Non marqué du processus Eserer concentre la stratégie Pradas. Le juge souligne maintenant que les nouvelles images montrent l'ancien conseiller. Et une nouvelle version émerge concernant ce qu'il tenait devant le tribunal. « Cet enregistrement contredit les déclarations fournies au siège judiciaire et, les circonstances dans lesquelles ils sont obtenus, des journalistes étaient présents, qui pouvaient entendre ce qui a finalement été enregistré », affirme-t-il. L'instructeur justifie la demande de demande de ce matériel pour la «gravité des faits soumis à l'enquête». Et il ajoute que les enquêtes abordent « une enquête criminelle avec un résultat nocif très grave ».
Les images demandées ont également montré une prairie insaisissable au milieu de Cecopi qui a échappé au président de la confédération hydrographique de Júcar (CHJ), Miguel Polo. « Appelez Miguel Polo, je n'en ai pas envie », a déclaré l'ancienne conseillère, qui envisage dans sa stratégie de défense pour maintenir que, si le GeneralitAt n'avait pas agi auparavant, c'est parce que les agences d'État telles que le CHJ ou l'Aemet, qui dépendent toutes deux du ministère de la transition écologique, ne signalaient pas suffisamment avant le thrombus.
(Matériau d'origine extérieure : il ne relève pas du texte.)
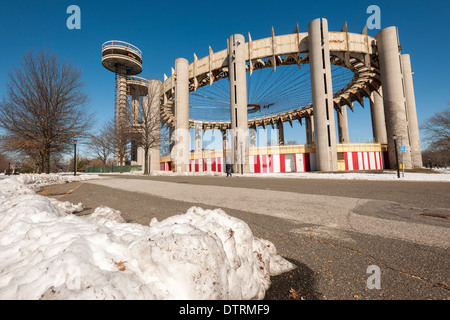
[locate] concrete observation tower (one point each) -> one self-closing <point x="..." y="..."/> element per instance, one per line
<point x="125" y="60"/>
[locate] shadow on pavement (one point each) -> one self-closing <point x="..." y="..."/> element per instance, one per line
<point x="297" y="284"/>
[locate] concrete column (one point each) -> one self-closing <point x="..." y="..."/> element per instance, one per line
<point x="342" y="125"/>
<point x="121" y="95"/>
<point x="280" y="128"/>
<point x="197" y="137"/>
<point x="252" y="137"/>
<point x="134" y="109"/>
<point x="238" y="101"/>
<point x="393" y="94"/>
<point x="411" y="113"/>
<point x="377" y="115"/>
<point x="181" y="135"/>
<point x="309" y="124"/>
<point x="198" y="154"/>
<point x="322" y="96"/>
<point x="226" y="152"/>
<point x="154" y="102"/>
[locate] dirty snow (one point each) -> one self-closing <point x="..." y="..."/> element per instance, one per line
<point x="46" y="252"/>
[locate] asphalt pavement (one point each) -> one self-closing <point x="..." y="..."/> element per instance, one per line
<point x="336" y="232"/>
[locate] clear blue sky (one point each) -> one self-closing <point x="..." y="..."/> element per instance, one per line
<point x="165" y="31"/>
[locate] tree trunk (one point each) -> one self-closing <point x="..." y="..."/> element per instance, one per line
<point x="47" y="162"/>
<point x="146" y="171"/>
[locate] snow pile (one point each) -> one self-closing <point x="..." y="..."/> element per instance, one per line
<point x="48" y="253"/>
<point x="28" y="183"/>
<point x="349" y="175"/>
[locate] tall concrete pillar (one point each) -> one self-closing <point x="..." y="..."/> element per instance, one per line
<point x="238" y="102"/>
<point x="252" y="137"/>
<point x="411" y="113"/>
<point x="226" y="152"/>
<point x="393" y="94"/>
<point x="280" y="128"/>
<point x="342" y="125"/>
<point x="322" y="96"/>
<point x="181" y="153"/>
<point x="121" y="95"/>
<point x="134" y="109"/>
<point x="198" y="154"/>
<point x="153" y="101"/>
<point x="198" y="137"/>
<point x="309" y="125"/>
<point x="377" y="115"/>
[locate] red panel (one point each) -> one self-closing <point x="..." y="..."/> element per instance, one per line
<point x="270" y="163"/>
<point x="346" y="161"/>
<point x="264" y="163"/>
<point x="282" y="163"/>
<point x="355" y="160"/>
<point x="307" y="161"/>
<point x="257" y="164"/>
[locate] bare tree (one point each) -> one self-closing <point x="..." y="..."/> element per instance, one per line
<point x="437" y="136"/>
<point x="44" y="109"/>
<point x="438" y="126"/>
<point x="119" y="136"/>
<point x="101" y="146"/>
<point x="147" y="131"/>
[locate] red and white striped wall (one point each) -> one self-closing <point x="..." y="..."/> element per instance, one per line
<point x="298" y="162"/>
<point x="164" y="166"/>
<point x="363" y="161"/>
<point x="206" y="165"/>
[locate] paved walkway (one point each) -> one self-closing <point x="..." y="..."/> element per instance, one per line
<point x="331" y="238"/>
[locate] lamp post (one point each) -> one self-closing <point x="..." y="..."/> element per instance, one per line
<point x="396" y="155"/>
<point x="74" y="157"/>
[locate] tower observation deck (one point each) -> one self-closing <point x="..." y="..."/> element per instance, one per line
<point x="124" y="59"/>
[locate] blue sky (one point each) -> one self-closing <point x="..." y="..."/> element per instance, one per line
<point x="165" y="31"/>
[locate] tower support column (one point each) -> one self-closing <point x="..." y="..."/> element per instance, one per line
<point x="342" y="125"/>
<point x="181" y="152"/>
<point x="393" y="94"/>
<point x="322" y="96"/>
<point x="238" y="102"/>
<point x="377" y="115"/>
<point x="280" y="128"/>
<point x="411" y="113"/>
<point x="309" y="126"/>
<point x="154" y="103"/>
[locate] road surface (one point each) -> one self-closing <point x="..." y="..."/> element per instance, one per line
<point x="337" y="232"/>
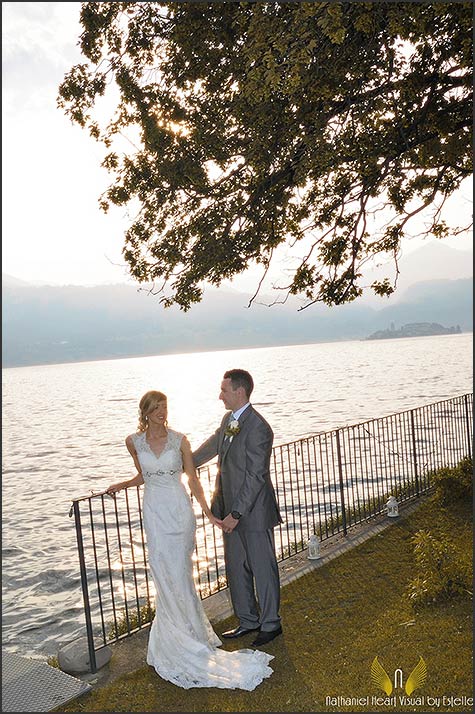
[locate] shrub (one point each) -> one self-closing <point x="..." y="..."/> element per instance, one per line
<point x="454" y="484"/>
<point x="443" y="572"/>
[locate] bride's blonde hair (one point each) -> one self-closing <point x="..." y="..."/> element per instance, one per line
<point x="147" y="404"/>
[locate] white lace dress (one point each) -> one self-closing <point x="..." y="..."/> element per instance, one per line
<point x="182" y="645"/>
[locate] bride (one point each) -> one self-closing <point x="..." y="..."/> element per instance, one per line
<point x="182" y="645"/>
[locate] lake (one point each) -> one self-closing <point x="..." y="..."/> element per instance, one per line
<point x="64" y="428"/>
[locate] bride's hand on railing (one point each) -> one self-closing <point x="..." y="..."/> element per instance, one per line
<point x="115" y="487"/>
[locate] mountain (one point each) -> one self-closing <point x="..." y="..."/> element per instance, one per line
<point x="44" y="324"/>
<point x="432" y="261"/>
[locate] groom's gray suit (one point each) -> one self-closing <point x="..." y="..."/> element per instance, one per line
<point x="243" y="484"/>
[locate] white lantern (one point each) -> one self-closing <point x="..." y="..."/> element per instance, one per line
<point x="313" y="548"/>
<point x="392" y="507"/>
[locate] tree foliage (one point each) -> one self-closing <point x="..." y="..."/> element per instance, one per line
<point x="254" y="124"/>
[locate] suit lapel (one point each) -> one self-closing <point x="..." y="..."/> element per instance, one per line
<point x="226" y="443"/>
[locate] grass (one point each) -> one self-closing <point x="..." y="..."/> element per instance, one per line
<point x="336" y="619"/>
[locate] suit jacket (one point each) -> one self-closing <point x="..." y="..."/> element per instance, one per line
<point x="243" y="483"/>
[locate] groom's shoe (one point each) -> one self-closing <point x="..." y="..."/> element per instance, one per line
<point x="264" y="637"/>
<point x="238" y="632"/>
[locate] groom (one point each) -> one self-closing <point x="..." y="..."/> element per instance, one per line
<point x="245" y="500"/>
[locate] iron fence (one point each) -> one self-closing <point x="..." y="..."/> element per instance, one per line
<point x="325" y="484"/>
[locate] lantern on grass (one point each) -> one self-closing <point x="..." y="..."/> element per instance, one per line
<point x="313" y="548"/>
<point x="392" y="507"/>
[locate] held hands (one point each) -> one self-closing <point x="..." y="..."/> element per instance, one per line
<point x="215" y="521"/>
<point x="229" y="523"/>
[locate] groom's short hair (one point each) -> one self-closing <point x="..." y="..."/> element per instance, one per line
<point x="240" y="378"/>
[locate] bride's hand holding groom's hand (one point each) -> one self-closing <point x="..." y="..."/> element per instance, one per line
<point x="215" y="521"/>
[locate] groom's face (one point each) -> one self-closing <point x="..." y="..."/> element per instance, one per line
<point x="231" y="398"/>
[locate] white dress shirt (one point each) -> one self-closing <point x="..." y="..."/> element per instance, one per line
<point x="238" y="412"/>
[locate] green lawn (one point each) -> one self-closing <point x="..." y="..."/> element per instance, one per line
<point x="336" y="620"/>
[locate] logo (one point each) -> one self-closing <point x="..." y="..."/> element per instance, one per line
<point x="416" y="679"/>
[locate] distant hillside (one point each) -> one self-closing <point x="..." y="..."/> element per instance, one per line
<point x="415" y="329"/>
<point x="43" y="324"/>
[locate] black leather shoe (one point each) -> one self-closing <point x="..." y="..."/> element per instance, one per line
<point x="264" y="637"/>
<point x="238" y="632"/>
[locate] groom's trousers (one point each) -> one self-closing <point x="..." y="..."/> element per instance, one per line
<point x="250" y="558"/>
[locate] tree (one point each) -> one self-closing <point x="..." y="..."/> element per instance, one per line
<point x="257" y="124"/>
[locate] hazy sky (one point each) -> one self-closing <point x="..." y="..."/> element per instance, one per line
<point x="53" y="229"/>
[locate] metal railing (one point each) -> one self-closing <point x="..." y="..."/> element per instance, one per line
<point x="325" y="484"/>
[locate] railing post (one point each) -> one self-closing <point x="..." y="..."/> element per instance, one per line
<point x="414" y="452"/>
<point x="467" y="424"/>
<point x="85" y="592"/>
<point x="340" y="473"/>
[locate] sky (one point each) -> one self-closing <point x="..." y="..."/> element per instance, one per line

« L'absence de documentation de la réunion de Cecopi et l'obtention d'un enregistrement – pas pour la récréation ou une fois terminée – justifient pleinement l'inclusion dans la procédure », explique Ruiz Tobarra.
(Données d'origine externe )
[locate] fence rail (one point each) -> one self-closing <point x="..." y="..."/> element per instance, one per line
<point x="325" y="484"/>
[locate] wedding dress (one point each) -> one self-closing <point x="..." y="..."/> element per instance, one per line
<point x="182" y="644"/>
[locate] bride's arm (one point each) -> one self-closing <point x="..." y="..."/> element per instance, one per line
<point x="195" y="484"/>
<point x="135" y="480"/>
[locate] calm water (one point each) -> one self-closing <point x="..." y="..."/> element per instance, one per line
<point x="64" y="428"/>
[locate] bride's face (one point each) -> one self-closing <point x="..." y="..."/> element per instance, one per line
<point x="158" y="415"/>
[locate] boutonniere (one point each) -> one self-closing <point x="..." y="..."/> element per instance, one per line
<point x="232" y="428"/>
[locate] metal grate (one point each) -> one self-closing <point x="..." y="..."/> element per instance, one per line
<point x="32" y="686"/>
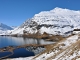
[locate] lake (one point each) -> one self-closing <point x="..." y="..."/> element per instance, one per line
<point x="17" y="41"/>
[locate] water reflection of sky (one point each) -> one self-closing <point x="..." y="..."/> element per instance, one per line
<point x="16" y="41"/>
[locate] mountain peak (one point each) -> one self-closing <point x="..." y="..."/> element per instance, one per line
<point x="4" y="27"/>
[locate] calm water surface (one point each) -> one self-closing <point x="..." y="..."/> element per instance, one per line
<point x="16" y="41"/>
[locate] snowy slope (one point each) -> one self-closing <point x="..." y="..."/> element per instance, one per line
<point x="58" y="21"/>
<point x="4" y="29"/>
<point x="68" y="51"/>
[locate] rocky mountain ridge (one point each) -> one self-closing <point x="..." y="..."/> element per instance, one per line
<point x="58" y="21"/>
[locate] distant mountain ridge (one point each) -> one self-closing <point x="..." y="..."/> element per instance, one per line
<point x="58" y="21"/>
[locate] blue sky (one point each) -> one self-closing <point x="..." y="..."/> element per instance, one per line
<point x="15" y="12"/>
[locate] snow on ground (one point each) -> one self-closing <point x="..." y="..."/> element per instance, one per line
<point x="26" y="58"/>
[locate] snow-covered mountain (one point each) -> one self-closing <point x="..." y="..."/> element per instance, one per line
<point x="58" y="21"/>
<point x="4" y="29"/>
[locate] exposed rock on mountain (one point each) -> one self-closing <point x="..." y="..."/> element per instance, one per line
<point x="54" y="22"/>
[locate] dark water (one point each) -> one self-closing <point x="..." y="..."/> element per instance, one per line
<point x="16" y="41"/>
<point x="21" y="52"/>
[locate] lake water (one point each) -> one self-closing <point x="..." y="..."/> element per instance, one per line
<point x="17" y="41"/>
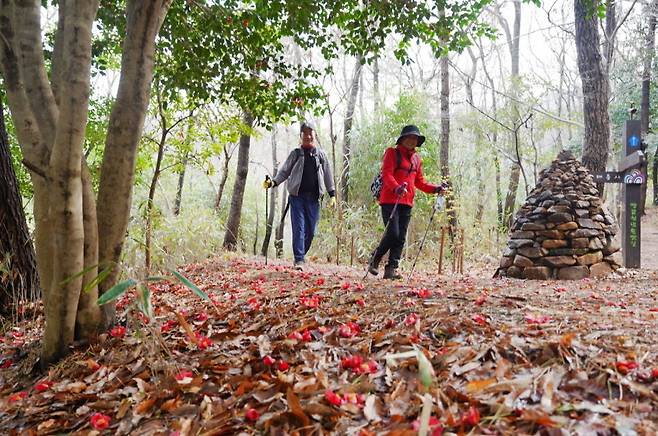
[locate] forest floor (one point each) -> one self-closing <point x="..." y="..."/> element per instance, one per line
<point x="326" y="351"/>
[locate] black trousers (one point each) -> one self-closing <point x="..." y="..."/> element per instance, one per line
<point x="396" y="234"/>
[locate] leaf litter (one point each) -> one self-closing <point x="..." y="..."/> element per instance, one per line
<point x="322" y="351"/>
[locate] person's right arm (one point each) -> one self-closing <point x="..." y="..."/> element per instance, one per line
<point x="284" y="171"/>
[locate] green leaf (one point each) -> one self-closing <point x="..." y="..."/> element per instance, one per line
<point x="98" y="279"/>
<point x="190" y="285"/>
<point x="115" y="291"/>
<point x="145" y="300"/>
<point x="76" y="275"/>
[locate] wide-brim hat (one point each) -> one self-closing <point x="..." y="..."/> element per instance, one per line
<point x="306" y="125"/>
<point x="411" y="130"/>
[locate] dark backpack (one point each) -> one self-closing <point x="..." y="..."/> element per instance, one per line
<point x="378" y="182"/>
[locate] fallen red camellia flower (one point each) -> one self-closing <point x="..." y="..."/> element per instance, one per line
<point x="100" y="421"/>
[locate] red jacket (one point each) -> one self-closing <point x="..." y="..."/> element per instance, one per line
<point x="393" y="176"/>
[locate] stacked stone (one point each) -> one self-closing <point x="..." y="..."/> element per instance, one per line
<point x="563" y="231"/>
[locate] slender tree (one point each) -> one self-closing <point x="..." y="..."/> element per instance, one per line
<point x="19" y="280"/>
<point x="596" y="146"/>
<point x="242" y="171"/>
<point x="347" y="129"/>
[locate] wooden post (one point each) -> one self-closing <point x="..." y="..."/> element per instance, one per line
<point x="352" y="252"/>
<point x="443" y="238"/>
<point x="461" y="253"/>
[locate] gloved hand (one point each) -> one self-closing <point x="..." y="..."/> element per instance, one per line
<point x="442" y="188"/>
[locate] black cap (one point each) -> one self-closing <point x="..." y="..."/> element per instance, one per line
<point x="411" y="130"/>
<point x="306" y="125"/>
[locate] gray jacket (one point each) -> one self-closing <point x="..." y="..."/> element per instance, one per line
<point x="293" y="167"/>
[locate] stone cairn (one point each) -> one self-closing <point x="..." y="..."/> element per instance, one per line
<point x="563" y="231"/>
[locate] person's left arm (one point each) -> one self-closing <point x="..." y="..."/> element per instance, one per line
<point x="420" y="182"/>
<point x="328" y="175"/>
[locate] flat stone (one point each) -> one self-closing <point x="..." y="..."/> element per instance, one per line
<point x="611" y="246"/>
<point x="590" y="258"/>
<point x="595" y="244"/>
<point x="537" y="273"/>
<point x="519" y="234"/>
<point x="532" y="252"/>
<point x="533" y="227"/>
<point x="560" y="218"/>
<point x="559" y="209"/>
<point x="558" y="261"/>
<point x="551" y="234"/>
<point x="522" y="261"/>
<point x="571" y="225"/>
<point x="506" y="262"/>
<point x="554" y="243"/>
<point x="514" y="271"/>
<point x="509" y="252"/>
<point x="581" y="204"/>
<point x="573" y="273"/>
<point x="580" y="243"/>
<point x="583" y="233"/>
<point x="587" y="223"/>
<point x="600" y="269"/>
<point x="518" y="243"/>
<point x="615" y="260"/>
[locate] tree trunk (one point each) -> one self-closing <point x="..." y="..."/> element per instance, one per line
<point x="444" y="152"/>
<point x="235" y="213"/>
<point x="148" y="229"/>
<point x="649" y="52"/>
<point x="179" y="191"/>
<point x="223" y="178"/>
<point x="347" y="139"/>
<point x="375" y="84"/>
<point x="596" y="146"/>
<point x="144" y="20"/>
<point x="19" y="281"/>
<point x="272" y="199"/>
<point x="278" y="235"/>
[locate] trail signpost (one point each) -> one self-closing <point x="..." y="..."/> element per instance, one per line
<point x="632" y="177"/>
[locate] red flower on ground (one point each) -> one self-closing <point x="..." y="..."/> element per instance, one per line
<point x="252" y="415"/>
<point x="625" y="367"/>
<point x="471" y="417"/>
<point x="100" y="421"/>
<point x="118" y="331"/>
<point x="43" y="386"/>
<point x="17" y="396"/>
<point x="333" y="398"/>
<point x="411" y="319"/>
<point x="203" y="342"/>
<point x="183" y="374"/>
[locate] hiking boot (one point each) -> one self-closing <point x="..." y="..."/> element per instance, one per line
<point x="392" y="273"/>
<point x="299" y="265"/>
<point x="373" y="265"/>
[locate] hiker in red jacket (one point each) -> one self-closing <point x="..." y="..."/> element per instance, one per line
<point x="402" y="173"/>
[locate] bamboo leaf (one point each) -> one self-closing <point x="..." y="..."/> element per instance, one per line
<point x="115" y="291"/>
<point x="194" y="288"/>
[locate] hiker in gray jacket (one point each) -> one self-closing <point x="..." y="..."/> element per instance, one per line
<point x="309" y="176"/>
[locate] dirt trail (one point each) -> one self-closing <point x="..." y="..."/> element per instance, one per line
<point x="649" y="244"/>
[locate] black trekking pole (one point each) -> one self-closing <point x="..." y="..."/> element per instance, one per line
<point x="438" y="204"/>
<point x="267" y="216"/>
<point x="388" y="224"/>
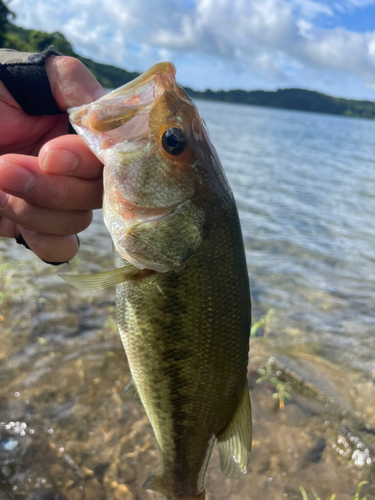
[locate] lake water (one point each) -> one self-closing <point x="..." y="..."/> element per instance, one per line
<point x="305" y="188"/>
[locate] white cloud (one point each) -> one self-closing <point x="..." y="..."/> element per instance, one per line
<point x="279" y="41"/>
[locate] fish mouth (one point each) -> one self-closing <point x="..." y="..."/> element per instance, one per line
<point x="98" y="122"/>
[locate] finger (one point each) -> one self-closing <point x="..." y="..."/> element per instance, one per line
<point x="21" y="176"/>
<point x="69" y="155"/>
<point x="49" y="247"/>
<point x="8" y="229"/>
<point x="43" y="220"/>
<point x="71" y="82"/>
Dans sa résolution, le magistrat demande à RTVE de publier le 10 septembre lors de la réunion de Cecopi. Et transmet à à un botté de dégagement «S'il maintient l'offre» pour fournir l'enregistrement que ses professionnels ont capturé pendant la journée Aciaga dans l'enceinte qui a coordonné la crise.
Après la diffusion de la vidéo RTVE, la télévision publique de Valencian a justifié la non-émission de l'enregistrement de Cecopi parce que, selon la chaîne, ses professionnels n'étaient autorisés qu'à capturer des images de la réunion. Et pas l'audio. Ils ont allégué ce qu'on appelle une muette. Selon à Punt, la réunion qui a géré l'une des plus grandes tragédies naturelles de l'Espagne était « à huis clos ».